The draft of our Science for all Christians essay collection is ready just in time for class! This booklet will be used in CHEM/BIO 180 “First Term Seminar” for freshman science majors.

The collection is organized around four main themes. Here is an introductory passage I wrote for the “Understanding Scientific Truth” section of the booklet:

The God who reveals himself in Scripture and in Christ is the same God who created and sustains a universe that is laid “before our eyes like a beautiful book” giving witness to its maker1. From this confession, we recognize that meaningful knowledge can be gained through the study of the physical world. It also means that God is the author of all truth, whether that truth is found in God’s words or works.

Growing out of this view of the relationship between God and the created order, scientific inquiry has become an incredibly powerful way of exploring and making sense of the world around us. In fact, in a modern culture deeply shaped by science and technology, scientific paradigms are increasingly claimed as the only means of gaining knowledge or absolute truth. You may even feel a tendency to view the technical, scientific content of your courses as the “most real” purpose of a college education.

Yet this type of scientism exaggerates the role of science while also missing its potential richness. Science is first and foremost a human activity, shaped by the culture in which it is embedded. This has some important implications for how we are to interpret the results of science (or “scientific truths”). First, scientific knowledge does not proceed only by the accumulation of a growing catalog of facts about the world, but also upon the development of explanatory frameworks about how parts of the world behave and interact. Second, science is subject to its own “cultural contradiction”2: it operates in a constant state of change, re-invention, and overthrow of existing paradigms. Today’s theory is always at risk of becoming tomorrow’s cautionary tale.

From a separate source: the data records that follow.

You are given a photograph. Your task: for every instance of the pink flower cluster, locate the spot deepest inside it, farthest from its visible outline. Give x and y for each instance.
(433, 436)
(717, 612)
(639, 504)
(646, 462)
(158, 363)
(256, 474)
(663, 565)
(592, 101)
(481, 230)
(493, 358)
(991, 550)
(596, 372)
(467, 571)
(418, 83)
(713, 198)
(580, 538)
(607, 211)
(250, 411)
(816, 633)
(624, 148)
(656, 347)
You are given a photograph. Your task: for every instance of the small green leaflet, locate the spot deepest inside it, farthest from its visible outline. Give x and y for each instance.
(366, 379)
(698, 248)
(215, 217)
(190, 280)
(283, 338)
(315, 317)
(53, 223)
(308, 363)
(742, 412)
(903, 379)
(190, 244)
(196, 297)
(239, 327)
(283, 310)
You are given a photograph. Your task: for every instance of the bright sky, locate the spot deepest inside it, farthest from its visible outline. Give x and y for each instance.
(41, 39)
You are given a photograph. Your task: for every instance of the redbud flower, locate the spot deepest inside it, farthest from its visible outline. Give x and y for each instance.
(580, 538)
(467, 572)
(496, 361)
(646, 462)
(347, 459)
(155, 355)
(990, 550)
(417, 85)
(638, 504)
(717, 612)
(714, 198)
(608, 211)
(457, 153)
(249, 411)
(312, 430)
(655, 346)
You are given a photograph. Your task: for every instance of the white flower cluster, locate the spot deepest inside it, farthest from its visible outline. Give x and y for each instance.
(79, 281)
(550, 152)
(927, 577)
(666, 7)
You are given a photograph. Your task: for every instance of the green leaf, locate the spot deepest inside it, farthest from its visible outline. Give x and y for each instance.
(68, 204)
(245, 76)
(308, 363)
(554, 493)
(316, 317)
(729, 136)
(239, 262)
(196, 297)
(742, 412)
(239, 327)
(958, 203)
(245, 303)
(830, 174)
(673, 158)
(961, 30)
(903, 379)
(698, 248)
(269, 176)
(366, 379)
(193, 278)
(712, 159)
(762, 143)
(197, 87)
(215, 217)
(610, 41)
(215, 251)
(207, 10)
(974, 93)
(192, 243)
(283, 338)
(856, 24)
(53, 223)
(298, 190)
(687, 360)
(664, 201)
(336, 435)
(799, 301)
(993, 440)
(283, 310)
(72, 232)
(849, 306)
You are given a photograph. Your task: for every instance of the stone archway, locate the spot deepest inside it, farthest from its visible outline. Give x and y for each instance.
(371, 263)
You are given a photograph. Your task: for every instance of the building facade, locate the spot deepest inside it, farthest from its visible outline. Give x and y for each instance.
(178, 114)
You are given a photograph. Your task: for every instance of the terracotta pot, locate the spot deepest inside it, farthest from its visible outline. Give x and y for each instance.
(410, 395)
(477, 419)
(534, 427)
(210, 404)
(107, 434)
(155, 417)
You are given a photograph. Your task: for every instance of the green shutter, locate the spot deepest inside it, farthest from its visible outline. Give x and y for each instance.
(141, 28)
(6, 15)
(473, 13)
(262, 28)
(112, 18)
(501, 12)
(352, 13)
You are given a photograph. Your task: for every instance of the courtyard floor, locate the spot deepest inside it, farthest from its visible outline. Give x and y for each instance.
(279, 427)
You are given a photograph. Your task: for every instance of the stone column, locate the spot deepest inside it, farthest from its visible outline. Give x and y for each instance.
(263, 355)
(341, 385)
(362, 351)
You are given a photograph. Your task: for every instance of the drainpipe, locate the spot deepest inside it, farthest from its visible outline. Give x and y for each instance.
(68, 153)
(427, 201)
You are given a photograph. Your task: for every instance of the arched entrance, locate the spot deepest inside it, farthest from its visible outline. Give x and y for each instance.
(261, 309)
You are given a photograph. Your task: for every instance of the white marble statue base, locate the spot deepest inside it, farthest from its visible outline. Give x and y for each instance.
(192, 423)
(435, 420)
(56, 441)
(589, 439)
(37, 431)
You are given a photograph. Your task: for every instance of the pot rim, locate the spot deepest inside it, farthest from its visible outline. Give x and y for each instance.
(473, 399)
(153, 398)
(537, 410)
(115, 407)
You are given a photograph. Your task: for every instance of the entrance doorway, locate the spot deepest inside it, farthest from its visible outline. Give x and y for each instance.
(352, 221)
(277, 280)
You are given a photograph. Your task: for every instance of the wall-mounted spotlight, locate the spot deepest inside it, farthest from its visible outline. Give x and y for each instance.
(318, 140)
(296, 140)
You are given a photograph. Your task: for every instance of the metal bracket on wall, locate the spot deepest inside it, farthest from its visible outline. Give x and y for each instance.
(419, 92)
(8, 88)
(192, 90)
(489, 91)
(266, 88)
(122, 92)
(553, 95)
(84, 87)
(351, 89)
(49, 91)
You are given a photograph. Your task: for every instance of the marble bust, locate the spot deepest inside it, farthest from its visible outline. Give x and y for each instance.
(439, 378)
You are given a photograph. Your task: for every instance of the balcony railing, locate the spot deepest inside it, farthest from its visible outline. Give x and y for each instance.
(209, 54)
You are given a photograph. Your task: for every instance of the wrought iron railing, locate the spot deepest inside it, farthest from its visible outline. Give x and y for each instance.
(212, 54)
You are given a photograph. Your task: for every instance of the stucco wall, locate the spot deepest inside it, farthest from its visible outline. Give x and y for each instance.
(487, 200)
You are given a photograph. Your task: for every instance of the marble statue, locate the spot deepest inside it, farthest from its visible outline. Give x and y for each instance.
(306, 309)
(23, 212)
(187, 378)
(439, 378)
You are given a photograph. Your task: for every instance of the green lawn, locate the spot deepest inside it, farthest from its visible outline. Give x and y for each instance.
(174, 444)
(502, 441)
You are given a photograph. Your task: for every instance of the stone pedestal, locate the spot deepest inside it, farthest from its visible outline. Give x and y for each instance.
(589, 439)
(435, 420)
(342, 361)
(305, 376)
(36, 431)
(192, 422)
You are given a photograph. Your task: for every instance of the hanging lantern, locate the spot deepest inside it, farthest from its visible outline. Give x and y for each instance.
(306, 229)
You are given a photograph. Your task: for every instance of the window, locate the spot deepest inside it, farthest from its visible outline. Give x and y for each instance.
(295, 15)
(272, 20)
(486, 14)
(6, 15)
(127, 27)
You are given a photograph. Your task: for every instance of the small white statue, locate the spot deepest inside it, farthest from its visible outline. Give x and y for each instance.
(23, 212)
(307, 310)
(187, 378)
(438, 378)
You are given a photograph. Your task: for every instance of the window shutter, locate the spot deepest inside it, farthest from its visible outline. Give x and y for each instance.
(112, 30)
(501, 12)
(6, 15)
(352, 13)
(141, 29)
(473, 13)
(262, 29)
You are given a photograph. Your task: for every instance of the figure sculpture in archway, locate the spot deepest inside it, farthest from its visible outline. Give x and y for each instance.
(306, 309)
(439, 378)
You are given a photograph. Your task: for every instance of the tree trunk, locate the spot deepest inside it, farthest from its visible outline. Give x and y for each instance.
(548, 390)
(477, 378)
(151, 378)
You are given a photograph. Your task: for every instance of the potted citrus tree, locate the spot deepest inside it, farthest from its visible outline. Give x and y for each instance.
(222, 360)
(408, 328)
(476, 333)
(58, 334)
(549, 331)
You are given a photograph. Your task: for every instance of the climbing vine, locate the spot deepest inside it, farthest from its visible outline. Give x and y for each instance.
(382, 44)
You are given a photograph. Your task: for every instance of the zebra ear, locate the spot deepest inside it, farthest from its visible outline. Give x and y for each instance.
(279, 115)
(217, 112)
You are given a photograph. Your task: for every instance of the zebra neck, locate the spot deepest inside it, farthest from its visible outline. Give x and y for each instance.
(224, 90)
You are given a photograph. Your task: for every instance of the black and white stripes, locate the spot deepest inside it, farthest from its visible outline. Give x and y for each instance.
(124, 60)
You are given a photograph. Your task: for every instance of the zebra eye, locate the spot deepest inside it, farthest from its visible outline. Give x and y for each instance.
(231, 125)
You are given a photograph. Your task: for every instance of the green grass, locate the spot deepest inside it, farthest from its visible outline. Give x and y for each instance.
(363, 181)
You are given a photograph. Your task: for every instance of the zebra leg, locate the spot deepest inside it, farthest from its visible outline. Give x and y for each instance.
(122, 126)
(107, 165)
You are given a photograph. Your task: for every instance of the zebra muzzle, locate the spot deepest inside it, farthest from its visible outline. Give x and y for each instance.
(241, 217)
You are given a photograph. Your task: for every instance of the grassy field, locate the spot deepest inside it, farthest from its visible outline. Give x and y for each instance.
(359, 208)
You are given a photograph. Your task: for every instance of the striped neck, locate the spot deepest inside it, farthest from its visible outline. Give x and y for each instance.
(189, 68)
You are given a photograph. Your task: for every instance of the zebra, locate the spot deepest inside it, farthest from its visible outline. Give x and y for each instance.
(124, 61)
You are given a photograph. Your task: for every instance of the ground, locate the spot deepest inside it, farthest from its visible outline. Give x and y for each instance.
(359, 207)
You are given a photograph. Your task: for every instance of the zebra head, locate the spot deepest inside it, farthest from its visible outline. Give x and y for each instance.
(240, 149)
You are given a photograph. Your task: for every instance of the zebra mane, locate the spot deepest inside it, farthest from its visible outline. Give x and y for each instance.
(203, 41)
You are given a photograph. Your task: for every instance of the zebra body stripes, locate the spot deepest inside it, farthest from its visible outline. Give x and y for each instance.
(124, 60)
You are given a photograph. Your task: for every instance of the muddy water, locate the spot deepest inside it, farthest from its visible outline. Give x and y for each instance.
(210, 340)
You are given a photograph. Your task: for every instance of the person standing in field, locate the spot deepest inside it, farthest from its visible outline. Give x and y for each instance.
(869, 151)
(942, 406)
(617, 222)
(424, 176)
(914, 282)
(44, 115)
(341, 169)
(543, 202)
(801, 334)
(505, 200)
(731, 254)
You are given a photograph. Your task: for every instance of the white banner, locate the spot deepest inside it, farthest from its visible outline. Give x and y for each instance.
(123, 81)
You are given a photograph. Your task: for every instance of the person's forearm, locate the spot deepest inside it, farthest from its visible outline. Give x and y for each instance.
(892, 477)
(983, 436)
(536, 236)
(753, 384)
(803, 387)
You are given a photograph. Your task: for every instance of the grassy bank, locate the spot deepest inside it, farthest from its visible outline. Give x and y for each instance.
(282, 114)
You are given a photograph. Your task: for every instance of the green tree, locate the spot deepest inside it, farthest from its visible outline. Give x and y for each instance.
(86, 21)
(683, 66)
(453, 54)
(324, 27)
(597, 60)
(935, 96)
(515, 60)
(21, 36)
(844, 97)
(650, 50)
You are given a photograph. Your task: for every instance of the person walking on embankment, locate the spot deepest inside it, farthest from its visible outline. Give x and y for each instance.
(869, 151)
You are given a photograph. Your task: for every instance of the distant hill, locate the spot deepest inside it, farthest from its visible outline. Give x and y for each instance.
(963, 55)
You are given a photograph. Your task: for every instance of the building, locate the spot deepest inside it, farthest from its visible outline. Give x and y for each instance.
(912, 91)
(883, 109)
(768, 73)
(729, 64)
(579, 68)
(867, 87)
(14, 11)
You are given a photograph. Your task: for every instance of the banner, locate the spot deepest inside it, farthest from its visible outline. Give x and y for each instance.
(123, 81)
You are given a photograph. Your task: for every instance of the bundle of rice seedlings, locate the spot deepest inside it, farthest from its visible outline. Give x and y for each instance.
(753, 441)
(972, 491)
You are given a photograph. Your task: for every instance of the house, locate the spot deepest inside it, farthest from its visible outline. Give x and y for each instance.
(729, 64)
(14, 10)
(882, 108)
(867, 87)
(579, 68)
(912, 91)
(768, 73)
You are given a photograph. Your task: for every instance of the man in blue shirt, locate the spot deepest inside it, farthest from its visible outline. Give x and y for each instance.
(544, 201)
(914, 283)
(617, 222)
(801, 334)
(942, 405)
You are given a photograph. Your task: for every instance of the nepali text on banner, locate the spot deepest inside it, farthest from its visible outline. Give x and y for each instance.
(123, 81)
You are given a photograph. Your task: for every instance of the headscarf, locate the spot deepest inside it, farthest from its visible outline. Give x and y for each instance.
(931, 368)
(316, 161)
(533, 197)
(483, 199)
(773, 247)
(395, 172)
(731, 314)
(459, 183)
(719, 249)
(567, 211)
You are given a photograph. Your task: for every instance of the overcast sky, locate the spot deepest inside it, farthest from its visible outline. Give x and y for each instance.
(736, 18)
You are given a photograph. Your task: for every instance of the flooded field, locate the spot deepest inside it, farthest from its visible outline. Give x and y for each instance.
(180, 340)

The tension between the incredible explanatory power of modern scientific paradigms and ongoing paradigm change is representative of a longstanding debate about what kind of “truths” science provides: to what extent are scientific results reflecting an actual objective reality? To what extent are they simply a human tool for perceiving, ordering, and predicting our interactions with the world?3. In any case, science provides a unique way for humans, as image-bearers, to participate as co-creators of meaning, to promote and develop the material world for the flourishing of humankind and the rest of creation, and to increasingly understand a physical universe created by a loving God.

1Belgic Confession, Article 2; Ps 19:1-2, 97:6, 104; Rom 1:19-20, Heb 11:3, Acts 14:15-17, Job 38ff

2Lorraine, D (2016) When Science Went Modern, The Hedgehog Review, 18(3)

3This can be characterized as the debate between realism and instrumentalism.